Für sehr viele Bürger wäre das eine ungeheure Erleichterung.
Das gilt auch für „partielles Sterben.“
Wenn sich ein gesunder Mensch morgen ein Bein amputieren lassen möchte, weil er es nicht als zu seinem Körper gehörig empfindet, ist es moralisch nicht am Gesetzgeber dies zu verbieten.

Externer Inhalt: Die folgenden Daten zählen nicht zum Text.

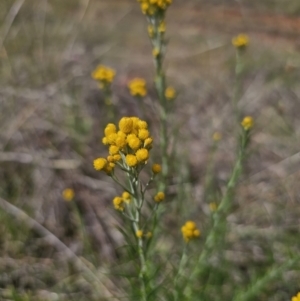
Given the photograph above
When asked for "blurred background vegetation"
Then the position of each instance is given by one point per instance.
(52, 119)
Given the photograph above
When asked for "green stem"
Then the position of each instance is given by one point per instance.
(237, 84)
(219, 217)
(138, 201)
(260, 284)
(182, 265)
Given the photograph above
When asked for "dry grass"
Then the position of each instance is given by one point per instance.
(52, 120)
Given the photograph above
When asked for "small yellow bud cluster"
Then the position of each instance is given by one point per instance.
(247, 123)
(103, 75)
(153, 7)
(130, 143)
(189, 231)
(296, 298)
(120, 201)
(68, 194)
(137, 87)
(240, 41)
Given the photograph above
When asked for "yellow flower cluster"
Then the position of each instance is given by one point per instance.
(247, 123)
(217, 136)
(120, 201)
(296, 298)
(104, 75)
(189, 231)
(137, 87)
(129, 145)
(240, 41)
(152, 7)
(68, 194)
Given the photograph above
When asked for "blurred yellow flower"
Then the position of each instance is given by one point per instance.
(68, 194)
(170, 93)
(189, 231)
(247, 123)
(240, 41)
(104, 75)
(296, 298)
(118, 203)
(137, 87)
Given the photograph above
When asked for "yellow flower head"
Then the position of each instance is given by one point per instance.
(142, 125)
(100, 163)
(170, 93)
(118, 203)
(68, 194)
(159, 197)
(155, 52)
(133, 141)
(139, 233)
(150, 31)
(156, 168)
(162, 27)
(143, 134)
(189, 231)
(142, 155)
(104, 75)
(240, 41)
(111, 138)
(296, 298)
(247, 123)
(128, 145)
(131, 160)
(121, 139)
(110, 129)
(126, 125)
(137, 87)
(113, 150)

Beeindruckt war ich heute aber auch von der sprachlichen Perfidie des Hamburger Erzbischofs Thissen.
Wenn man bedenkt, daß er über viele Jahre eine staatlich finanzierte Rhetorik-Ausbildung (vulgo: „Theologiestudium“) genossen hat, ist sein Ausfall umso erschreckender.
Hamburgs Erzbischof Werner Thissen nannte die Rüstungsexporte "organisierte Sterbehilfe". Die Welt sei "voll von Gewalt, und wir in Deutschland tragen dazu bei", sagte Thissen in seiner Weihnachtspredigt im Hamburger St.-Marien-Dom. Er fügte hinzu: "Panzer und anderes Kriegsmaterial verkaufen wir zum Fest des Friedens in den Süden."
Er geißelt (zu Recht) Waffenexporte, die aber erlaubt sind und gerade von seinen christlichen Parteien gefördert werden, indem das Wort „Sterbehilfe“ und damit ein Humanistisches Recht abfällig benutzt.

Eine der übelsten Machenschaften, die es überhaupt gibt, nämlich den organisierten Waffenhandel, wirft der Hamburger Metropolit mal eben in einen Topf mit einem Akt, den eigentlich schon die Nächstenliebe gebieten sollte.

Aber was versteht schon ein Bischof von Nächstenliebe?